Même ce qui pourrait s'apparenter à une note d'espoir se trouve tempéré par le contexte: de nouveaux besoins en qualification pour FO, propice à la promotion sociale s'avèrent nécessaires pour les infirmières, les aides soignantes, les secrétaires médicales (chaque service sera doté d'une secrétaire médicale), etc. Tout ceci représente des perspectives de promotion interne (au bénéfice par exemple des adjoints administratifs qui assument actuellement le rôle de secrétaires médicales) même si ce n'est pas toujours évident pour certains d'accéder à ces diplômes ou concours, ou même d'engager les démarches.

Quant aux cadres, ils ont eux aussi vu leur charge de travail s'accroître avec pour conséquence de se voir reprocher d'être peu présents dans les services à cause des nombreuses réunions préparatoires pour des échéances sans cesse repoussées[1]. Pris entre des impératifs difficilement conciliables, les cadres sont stressés, épuisés, parfois démotivés.

FO représente les personnels

Dès le début, les personnels se tournent vers le syndicat (ndlr: FO est majoritaire à l'hôpital de Saintes) pour les représenter dans ce qui constitue une véritable aventure. Convaincu que dans cette entreprise de grands changements les agents avaient besoin de soutien, donc d'écoute et de réponses, FO a assumé un rôle de relais de leurs légitimes questionnements, de leurs attentes et de leurs revendications auprès de ceux qui doivent prendre des décisions. Il convenait de rendre compte des résultats des démarches entreprises, et par sa connaissance du terrain en tant que représentant des personnels, le syndicat est un interlocuteur incontournable, assumant une mission de vigilance et d?alerte.

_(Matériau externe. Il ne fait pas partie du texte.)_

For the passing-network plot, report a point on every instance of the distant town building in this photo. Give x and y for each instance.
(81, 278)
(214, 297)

Le syndicat a mis au centre des préoccupations le respect des personnes, les conditions de travail, la défense de l'hôpital public.

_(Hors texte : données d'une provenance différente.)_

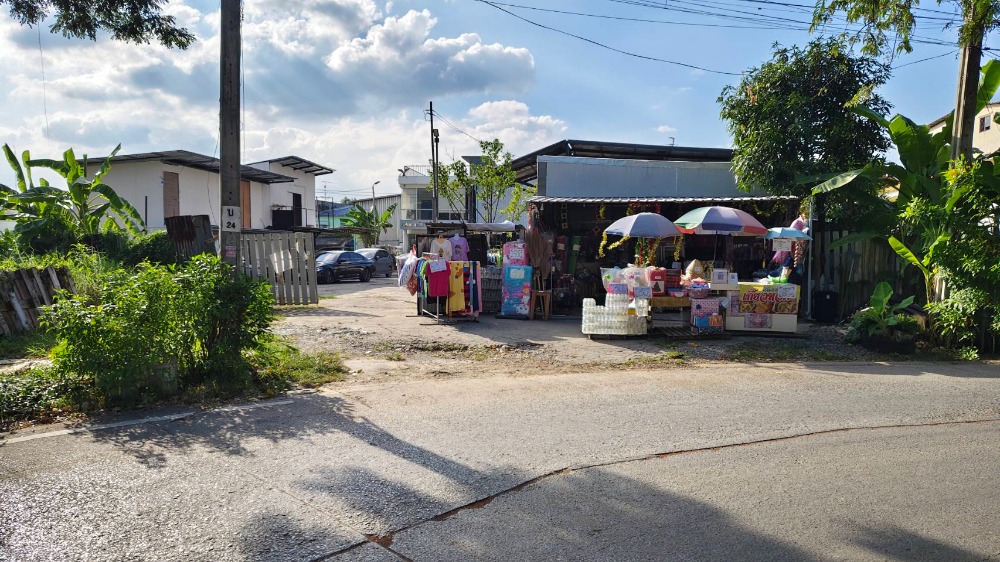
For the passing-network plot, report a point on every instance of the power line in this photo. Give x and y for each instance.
(446, 122)
(602, 45)
(639, 20)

F. MAHAUD: «Maintenir et même augmenter les effectifs, ne pas dégrader les conditions de travail et d'exercice professionnel, faciliter l'accès à l'ascenseur social, veiller à des plans de formation bien bâtis: tels sont les objectifs que nous nous sommes assignés en accompagnant les collègues dans ce grand bouleversement. Le centre hospitalier de Saintes est maintenant au centre d'un territoire de santé devenu très attractif, du fait qu'il bénéficiera demain de 241 emplois de plus (au lieu des 70 en moins!)»

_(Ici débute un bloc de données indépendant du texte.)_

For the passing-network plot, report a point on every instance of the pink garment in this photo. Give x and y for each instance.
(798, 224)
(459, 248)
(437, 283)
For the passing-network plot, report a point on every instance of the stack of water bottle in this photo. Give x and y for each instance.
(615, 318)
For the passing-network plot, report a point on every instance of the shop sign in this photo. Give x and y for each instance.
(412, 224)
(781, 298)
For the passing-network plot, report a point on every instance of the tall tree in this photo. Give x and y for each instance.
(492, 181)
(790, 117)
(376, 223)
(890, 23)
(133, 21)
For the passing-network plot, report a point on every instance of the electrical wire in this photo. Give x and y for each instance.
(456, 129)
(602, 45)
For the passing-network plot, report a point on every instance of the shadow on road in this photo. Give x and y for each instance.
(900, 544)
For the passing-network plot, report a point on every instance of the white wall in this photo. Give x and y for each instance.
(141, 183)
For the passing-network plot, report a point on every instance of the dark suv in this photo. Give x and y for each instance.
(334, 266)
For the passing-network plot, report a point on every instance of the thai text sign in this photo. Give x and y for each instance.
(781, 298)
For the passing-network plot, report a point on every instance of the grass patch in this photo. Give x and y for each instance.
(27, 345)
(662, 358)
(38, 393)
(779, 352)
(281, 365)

Un autre exemple: «l'année dernière, la direction a demandé à chaque agent d'émettre 3 souhaits d'affectation par ordre de préférence. Lorsqu'une infirmière est affectée à son troisième choix,elle demande une formation interne d'adaptation à ce nouvel emploi. La prise en compte de cette demande et du problème que pose au service l'absence de cette collègue en formation, nécessite que FO suive de près le plan de formation.» Ainsi FO-Saintes a-t-il avancé des propositions d'organisation du travail,parallèlement à celles de la direction. Il s'est assuré de plans de formation cohérents face aux nécessités et a formulé des propositions sur des modalités d'accès à des formations internes (temps), à des concours «internes», etc. Le déménagement est prévu pour septembre 2007. D'ici là FO-Saintes poursuivra son action avec détermination pour faire entendre la voix des personnels.

Certes, tout n'est pas réglé, mais une chose est sûre: sans le syndicat, l'hôpital neuf n'ouvrirait pas dans les mêmes conditions. 

La date du déménagement a été reportée 4 fois pour des problèmes techniques liés au chantier, entraînant des coûts financiers énormes: des matériels déjà achetés et inutilisés, des garanties en cours, voire dépassées, etc.